Pour ce qui est de l’avenir, il a été envisagé de maintenir et de développer la coopération militaire entre les pays de la CBLT, coopération qui a fait ses preuves. Nous avons également convenu d’accorder une attention particulière à certaines questions spécifiques : la situation des réfugiés et des personnes déplacées, la reconstruction des infrastructures dans les zones détruites par Boko Haram.

Sur ce point, je rappelle que c’est par une amélioration des conditions de vie des populations et un accès élargi à l’éducation que nous pourrons efficacement prévenir la réapparition de phénomènes comme Boko Haram.

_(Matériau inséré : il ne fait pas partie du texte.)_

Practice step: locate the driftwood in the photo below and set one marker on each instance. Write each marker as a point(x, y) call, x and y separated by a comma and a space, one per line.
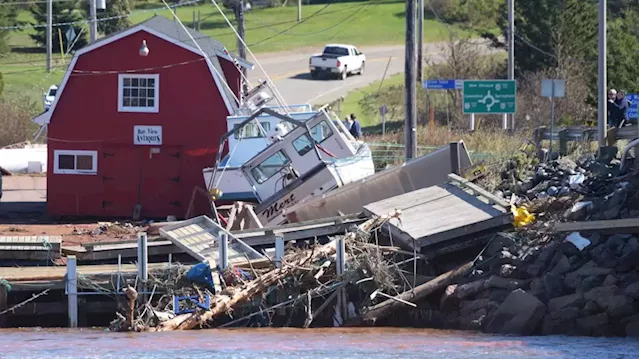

Enfin, le Sommet s’est penché sur le plan de développement et d’adaptation aux changements climatiques de la zone du Lac Tchad. La mise en œuvre de ce grand projet aura valeur d’exemple.

J’ajouterai, avant de conclure, que j’ai été très heureux que plusieurs de nos collègues d’Afrique de l’Ouest et d’Afrique Centrale nous aient rejoints. Ce qui me laisse penser que la sécurité, en tant que problème commun à nos deux régions, est en train de faire son chemin.

Les décisions sur toutes ces questions sont bien reflétées dans les communiqués et les décisions qui vont être prises.

Je remercie les grandes puissances, et en particulier celles que j’ai citées et l’Union européenne pour leur concours. Nous pouvons leur donner l’assurance que l’Afrique est décidée à se battre pour vaincre Boko Haram.